Pipeline Plans Proceed, As Do Costly Spill Cleanups

Tar sand and fracked crude oil pipeline companies are pressing for expansions from Canada to Texas, and across Wisconsin, too, but why should those permissions be granted when several major inland spills are still being cleaned up, with pollution effects, repair and environmental costs lasting years?

The controversial Canada-Texas pipeline plan, known as Keystone XL, will cross the largest underground water supply in the US  - - but the ongoing contamination from a serious pipeline break in a North Dakota wheat field should ring alarm bells about the dangers ahead if Keystone is allowed to open and flow.

Another consideration in the 'what-could-go-wrong-calculus' - - human errors that accompany and exacerbate such spills, like the Exxon operator delays that let crude oil pour unnecessarily into Montana's Yellowstone River after sensors had detected the break.

Likewise - - delayed shut-off work and reporting worsened the recent pipeline spill on and under a North Dakota wheat farm that left more than 800,000 gallons of crude oil to clean up.

And the Wisconsin expansion is being sought by a company - - Enbridge - - with a long history of pipeline breaks and environmental damage in and outside of Wisconsin. The 2010 break in an Enbridge pipeline that contaminated the Kalamazoo River in Michigan is nearing a remediation tab of $1 billion.

Enbridge spilled 50,000 gallons of oil in Wisconsin in 2012.

More about Enbridge's plans to triple the Wisconsin flow - - is here:

An increase in crude oil production in Canada and North Dakota is driving a major crude oil transport company to upgrade its infrastructure in Adams County and other parts of Wisconsin, according to a spokesperson from Enbridge, Inc.

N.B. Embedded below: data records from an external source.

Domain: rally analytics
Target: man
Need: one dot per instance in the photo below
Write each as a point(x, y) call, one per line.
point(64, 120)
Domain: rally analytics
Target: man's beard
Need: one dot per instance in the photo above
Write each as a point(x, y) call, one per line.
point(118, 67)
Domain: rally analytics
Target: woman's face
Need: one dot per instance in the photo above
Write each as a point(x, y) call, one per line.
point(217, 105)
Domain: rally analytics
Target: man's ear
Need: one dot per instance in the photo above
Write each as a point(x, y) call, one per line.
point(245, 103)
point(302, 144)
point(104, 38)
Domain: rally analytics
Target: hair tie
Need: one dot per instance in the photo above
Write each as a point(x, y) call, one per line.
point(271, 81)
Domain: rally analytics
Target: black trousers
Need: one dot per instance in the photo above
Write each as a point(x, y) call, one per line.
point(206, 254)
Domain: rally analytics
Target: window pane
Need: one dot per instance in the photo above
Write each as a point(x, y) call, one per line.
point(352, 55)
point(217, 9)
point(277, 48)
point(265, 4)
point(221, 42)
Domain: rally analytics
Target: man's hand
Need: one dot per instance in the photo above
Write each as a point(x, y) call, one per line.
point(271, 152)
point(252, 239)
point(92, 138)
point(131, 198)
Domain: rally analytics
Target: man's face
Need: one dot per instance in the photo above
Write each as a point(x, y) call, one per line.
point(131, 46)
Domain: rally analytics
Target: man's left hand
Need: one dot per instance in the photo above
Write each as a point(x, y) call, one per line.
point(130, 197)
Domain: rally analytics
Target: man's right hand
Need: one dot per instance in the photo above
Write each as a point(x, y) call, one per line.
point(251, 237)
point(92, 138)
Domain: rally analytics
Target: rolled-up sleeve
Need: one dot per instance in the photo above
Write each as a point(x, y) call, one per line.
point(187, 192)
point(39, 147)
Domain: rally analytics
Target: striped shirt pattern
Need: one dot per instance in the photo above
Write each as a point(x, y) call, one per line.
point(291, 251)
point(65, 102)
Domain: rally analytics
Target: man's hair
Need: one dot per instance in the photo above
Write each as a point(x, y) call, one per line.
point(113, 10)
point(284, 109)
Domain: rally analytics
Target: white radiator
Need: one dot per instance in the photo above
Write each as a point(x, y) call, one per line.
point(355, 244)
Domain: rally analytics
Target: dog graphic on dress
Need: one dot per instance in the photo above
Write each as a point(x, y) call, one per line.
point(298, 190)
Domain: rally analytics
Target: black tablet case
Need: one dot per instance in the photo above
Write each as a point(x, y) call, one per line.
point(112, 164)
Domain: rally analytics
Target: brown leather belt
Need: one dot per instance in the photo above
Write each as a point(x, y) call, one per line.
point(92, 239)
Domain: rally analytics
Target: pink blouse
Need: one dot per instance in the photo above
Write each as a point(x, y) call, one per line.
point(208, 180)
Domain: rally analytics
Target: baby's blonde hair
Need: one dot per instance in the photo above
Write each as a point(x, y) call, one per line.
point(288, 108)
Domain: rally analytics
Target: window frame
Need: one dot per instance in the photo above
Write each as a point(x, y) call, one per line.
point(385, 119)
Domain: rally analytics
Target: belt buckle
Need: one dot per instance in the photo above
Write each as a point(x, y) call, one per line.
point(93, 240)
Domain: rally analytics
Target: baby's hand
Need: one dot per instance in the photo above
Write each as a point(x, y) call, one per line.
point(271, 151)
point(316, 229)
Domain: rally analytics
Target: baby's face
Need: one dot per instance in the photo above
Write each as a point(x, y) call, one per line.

Becky Haase, stakeholder relations specialist, said in a phone interview the improvements to Line 61 will increase its capacity from 400,000 barrels per day to 1.2 million barrels per day.
Regrettably, The Milwaukee Journal Sentinel has endorsed the Wisconsin pipeline expansion.

Even a relatively less calamitous and lower-profile inland gasoline pipeline break like the one that damaged the Jackson marsh and water systems northwest of Milwaukee in Washington County, Wisconsin shows the difficulties and costs presented by an inland pipeline rupture.

Just because the Canadians are willing to moonscape parts of Alberta and risk their rivers for tar sand oil extraction doesn't mean the US should bear the environmental burden of getting the oil all the way to Houston for processing and shipping to Asia.

Inland spills are called the "new monster," (sights and sounds here).

President Obama should veto Keystone.